TERRICK, Samuel (c.1602-75), of Clayton Griffin, Staffs. and London.

Published in The History of Parliament: the House of Commons 1660-1690, ed. B.D. Henning, 1983
Available from Boydell and Brewer



Family and Education

b. c.1602, 2nd s. of John Terrick (d.1648) of Clayton Griffin by Jane, da. and coh. of John Leigh of Malpas, Cheshire. m. c.1628, Eleanor, da. of John Layton of London, 3s. 2da.2

Offices Held

Liveryman, Drapers’ Co. 1635-9, 1648-51, junior warden 1651-2, asst. 1651-8; commr. for sequestration, Staffs. 1643, assessment, Staffs. 1645, 1657, Jan. 1660-3, Newcastle Aug. 1660-1; j.p. Staffs 1647-?49, commr. for militia 1648; dep. receiver of hearth-tax, Denb. Flints. and Anglesey 1667-8.3


Terrick’s ancestors had resided for four generations at Clayton Griffin, just outside Newcastle-under-Lyme, presumably as tenants of the Delves family. He was apprenticed to a London Draper in 1618, and began a rather chequered business career. A somewhat lukewarm supporter of Parliament in the Civil War, he did not sit after Pride’s Purge, but appears to have prospered for a time during the Interregnum in the French trade. But in 1658 he went bankrupt for £20,000, for which he offered to compound at 7s.6d. in the £.4

No doubt Terrick’s chief motive for election in 1660, as in 1645, was to escape his creditors. He was named only to one committee, concerned with the Bedford level, but he attended sufficiently regularly to keep his royalist neighbour Sir Richard Leveson informed of proceedings in the House. On 12 Dec. 1660 he applied for a renewal of the grant of copyhold fines in the crown manor of Newcastle. He seems to have returned to Staffordshire after the dissolution of the Convention, for he entered his pedigree as of Clayton Griffin at the Heralds’ visitation of 1662. But he was back in London by 1667, acting as deputy to Roger Whitley as receiver of hearth-tax and sending items of political intelligence to Sir Richard Wynn, though he repudiated the description of newsmonger.
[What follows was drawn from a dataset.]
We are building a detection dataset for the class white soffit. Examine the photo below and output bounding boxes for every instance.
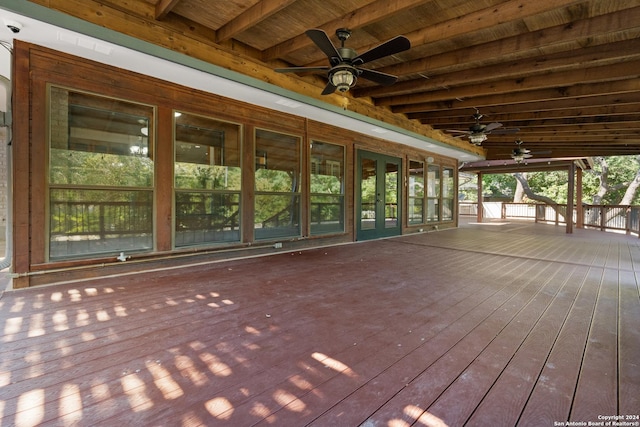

He was still living in 1670, and was probably the Samuel Terrick who was inexpensively buried in the cloisters of St. Nicholas Cole Abbey on 14 Oct. 1675. His great-grandson Richard became bishop of London in 1764, but no other member of the family sat in the House of Commons.5

Ref Volumes: 1660-1690

Authors: M. W. Helms / A. M. Mimardière


  • 1. Did not sit after Pride’s Purge, 6 Dec. 1648.
  • 2. Vis. London (Harl. Soc. xvii), 279; Vis. Staffs. (Hist. Colls. Staffs. v), 283-5; information from Miss S. P. Anderson.
  • 3. A. H. Johnson, Hist. Drapers’ Co. iv. 421, 451, 466; T. Pape, Newcastle-under-Lyme in Tudor and Early Stuart Times, 145; Cal. Treas. Bks. ii. 573.
  • 4. Chetwynd’s Pirehill (Hist. Colls. Staffs. n.s. xii), 48; P. Boyd, Drapers’ Roll, 181; D. Underdown, Pride’s Purge, 70, 243; CSP Dom. 1651-2, p. 408; 1652-3, p. 471; HMC 5th Rep. 198.
  • 5. Add. 11332, ff. 44-45; HMC 5th Rep. 145, 167, 199; Cal. Treas. Bks. i. 44; ii. 34, 47, 100, 329; Cal. Wynn Pprs. 391; Johnson, iv. 271; Soc. of Genealogists, St. Nicholas Cole Abbey par. reg.